Heidegger spricht sich klar gegen die christliche Auffassung aus, wenn er ausführen lässt:
 
G: „Gewiss, aber die von uns genannte Gelassenheit meint doch offenbar nicht das Abwerfen der sündigen Eigensucht und das Fahrenlassen des Eigenwillens zugunsten des göttlichen Willens.“
 
Später kommt F zu Wort:
 
Die Gelassenheit ist in der Tat das Sichloslassen aus dem transzendentalen Vorstellen und sei ein Absehen vom Wollen des Horizonts. Dieses Absehen kommt nicht mehr aus einem Wollen...“
 
Heidegger setzt sich ebenso wie in dem oben genannten Buch mit der technischen Entwicklung auseinander.
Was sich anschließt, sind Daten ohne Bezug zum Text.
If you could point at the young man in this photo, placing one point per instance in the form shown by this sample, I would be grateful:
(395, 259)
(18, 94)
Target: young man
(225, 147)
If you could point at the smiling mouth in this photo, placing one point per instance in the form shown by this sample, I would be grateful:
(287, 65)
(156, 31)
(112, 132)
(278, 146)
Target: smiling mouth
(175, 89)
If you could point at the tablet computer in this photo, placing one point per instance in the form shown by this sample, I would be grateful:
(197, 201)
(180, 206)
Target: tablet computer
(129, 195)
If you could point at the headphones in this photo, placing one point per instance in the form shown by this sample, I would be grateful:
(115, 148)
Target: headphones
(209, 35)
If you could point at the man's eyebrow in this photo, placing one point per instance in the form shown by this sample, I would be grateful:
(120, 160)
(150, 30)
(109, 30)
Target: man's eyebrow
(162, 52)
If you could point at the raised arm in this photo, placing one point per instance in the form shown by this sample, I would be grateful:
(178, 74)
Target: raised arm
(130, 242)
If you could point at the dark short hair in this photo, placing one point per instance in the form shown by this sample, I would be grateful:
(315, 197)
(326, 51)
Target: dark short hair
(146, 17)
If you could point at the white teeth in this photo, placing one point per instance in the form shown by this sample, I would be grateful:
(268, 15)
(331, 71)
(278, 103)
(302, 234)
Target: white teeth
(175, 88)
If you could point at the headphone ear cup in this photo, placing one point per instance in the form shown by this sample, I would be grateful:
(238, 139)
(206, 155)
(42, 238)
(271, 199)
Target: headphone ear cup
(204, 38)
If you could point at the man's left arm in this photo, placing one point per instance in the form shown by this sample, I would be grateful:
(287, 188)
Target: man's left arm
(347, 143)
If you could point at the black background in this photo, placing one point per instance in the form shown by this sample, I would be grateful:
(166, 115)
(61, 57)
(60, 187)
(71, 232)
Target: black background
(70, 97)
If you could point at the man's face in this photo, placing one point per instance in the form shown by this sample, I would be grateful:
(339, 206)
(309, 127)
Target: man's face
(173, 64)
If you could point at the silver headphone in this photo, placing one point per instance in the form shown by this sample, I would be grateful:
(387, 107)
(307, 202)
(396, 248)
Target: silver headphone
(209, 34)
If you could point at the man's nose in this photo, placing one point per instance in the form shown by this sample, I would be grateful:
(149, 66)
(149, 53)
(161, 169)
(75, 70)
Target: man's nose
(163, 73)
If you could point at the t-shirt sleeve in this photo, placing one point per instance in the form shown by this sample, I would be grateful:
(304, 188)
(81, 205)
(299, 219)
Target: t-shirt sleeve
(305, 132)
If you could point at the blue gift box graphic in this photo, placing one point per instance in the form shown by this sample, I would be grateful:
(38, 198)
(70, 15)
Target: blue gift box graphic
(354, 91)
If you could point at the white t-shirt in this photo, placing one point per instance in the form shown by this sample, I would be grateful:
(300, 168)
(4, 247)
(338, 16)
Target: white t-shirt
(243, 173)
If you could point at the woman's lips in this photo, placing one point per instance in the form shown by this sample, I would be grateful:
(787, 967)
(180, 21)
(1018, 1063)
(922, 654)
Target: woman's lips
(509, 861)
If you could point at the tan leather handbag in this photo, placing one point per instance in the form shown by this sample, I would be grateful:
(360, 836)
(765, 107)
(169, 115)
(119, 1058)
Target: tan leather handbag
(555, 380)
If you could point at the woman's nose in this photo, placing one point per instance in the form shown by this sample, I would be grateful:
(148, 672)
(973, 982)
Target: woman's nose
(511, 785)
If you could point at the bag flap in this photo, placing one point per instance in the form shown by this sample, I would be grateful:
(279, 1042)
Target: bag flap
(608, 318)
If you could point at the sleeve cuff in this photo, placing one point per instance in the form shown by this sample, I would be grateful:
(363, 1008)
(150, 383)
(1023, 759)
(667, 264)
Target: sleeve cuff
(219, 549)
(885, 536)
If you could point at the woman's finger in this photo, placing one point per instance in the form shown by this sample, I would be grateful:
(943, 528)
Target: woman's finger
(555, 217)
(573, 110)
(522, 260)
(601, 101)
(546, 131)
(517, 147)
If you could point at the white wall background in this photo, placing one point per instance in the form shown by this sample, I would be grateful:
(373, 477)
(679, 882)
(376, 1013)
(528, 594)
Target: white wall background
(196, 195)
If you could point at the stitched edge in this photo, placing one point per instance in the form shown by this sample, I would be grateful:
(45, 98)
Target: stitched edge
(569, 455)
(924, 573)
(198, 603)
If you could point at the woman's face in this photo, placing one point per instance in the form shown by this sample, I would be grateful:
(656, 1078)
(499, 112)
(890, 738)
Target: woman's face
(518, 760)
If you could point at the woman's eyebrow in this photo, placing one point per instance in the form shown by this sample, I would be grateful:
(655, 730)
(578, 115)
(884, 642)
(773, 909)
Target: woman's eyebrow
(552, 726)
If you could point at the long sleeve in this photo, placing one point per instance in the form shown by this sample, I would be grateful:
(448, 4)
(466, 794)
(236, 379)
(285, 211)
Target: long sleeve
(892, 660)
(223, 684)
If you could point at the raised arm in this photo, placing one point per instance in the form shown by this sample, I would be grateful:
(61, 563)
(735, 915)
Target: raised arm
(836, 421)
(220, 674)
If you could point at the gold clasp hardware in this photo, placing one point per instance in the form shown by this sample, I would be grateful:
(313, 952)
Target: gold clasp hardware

Bei Entstehung der Schrift war eine mögliche Auslöschung der Menschheit durch die Atombombe in den Köpfen allgegenwärtig. So verbindet er die Gelassenheit mit der Gefahr, dass eine „totale Gedankenlosigkeit“ entstehen könnte, sollte dem Menschen das „rechnende Denken“ als das einzige Können „in Geltung und Übung bleiben. Dann ginge mit dem höchsten und erfolgreichsten Scharfsinn des rechnenden Planens und Erfindens – die Gleichgültigkeit gegen das Nachdenken, die totale Gedankenlosigkeit zusammen.“ Diese Aussage ist erstaunlich, konnte der Philosoph doch die rasante Entwicklung der Informationstechnologie, aufbauend allein auf Rechenprozesse in den Computern, noch nicht voraussehen.
 
„Allein – die Gelassenheit zu den Dingen und die Offenheit für das Geheimnis fallen uns niemals von selber zu. Sie sind nichts Zu-fälliges. Beide gedeihen nur aus einem unablässigen herzhaften Denken.“
 
Ich bin bei diesen Erörterungen von der Gelassenheit ausgegangen, die sich in dem bekannten „Gebet“ ausdrückt, dessen Urheberschaft verschiedenen Autoren zugesprochen wird:
 
„Gib mir die Gelassenheit, Dinge hinzunehmen, die ich nicht ändern kann,
den Mut, Dinge zu ändern, die ich ändern kann,
und die Weisheit, das eine von dem anderen zu unterscheiden.“
 
Am Ende angelangt, bin ich bei der Auffassung, dass es besser für den Menschen sei, nicht alles Mögliche umzusetzen, denn das könnte zu einem Verfall des Nachdenkens führen, das mit der Gelassenheit einher kommt.
 
Gelassenheit hat also mit Reife zu tun, die aus dem Nachdenken über die Dinge entstanden ist. Das entspricht dem wissenschaftlichen Disput über die Interpretation vieler Entwicklungen und Phänomene von heute, sei es beispielsweise dem Klimawandel, der Technisierung der Gesellschaft und der Beurteilung der politischen Prozesse.
 
In dem Büchlein von Heidegger geht der „Forscher“ Genannte noch auf Heraklit und dessen Fragment 122 ein, das nur aus einem Wort besteht, „ΑγΧßβασßη“. Zuerst übersetzt er es mit „Herangehen“, einsetzbar als Leitwort für eine Abhandlung über das Wesen der modernen Wissenschaft. Später wird ausgesagt, dass die wörtliche Übersetzung „Nahegehen“ sei: „im Sinne von 'In-die-Nähe-hinein-sich-einlassen'“.
 
Das scheint mir eine sinnvolle Einstellung zu sein: Gelassenheit bei der Beschäftigung mit neuen Erkenntnissen und Erfindungen zu bewahren, und wenn es in der persönlichen Entscheidung liegt, zu überlegen, ob es sich lohnt, sich darauf einzulassen.
 
Let it be.“ „So sei es“, Amen!
 
 
Quellen
Heidegger, Martin: „Gelassenheit“, Verlag Günther Neske, Pfullingen, 1959.
Ottmann, Henning, et al., Hrsg.: „Gelassenheit – und andere Versuche zur negativen Ethik“, LIT Verlag, Berlin-Münster-Wien-Zürich-London, 2014.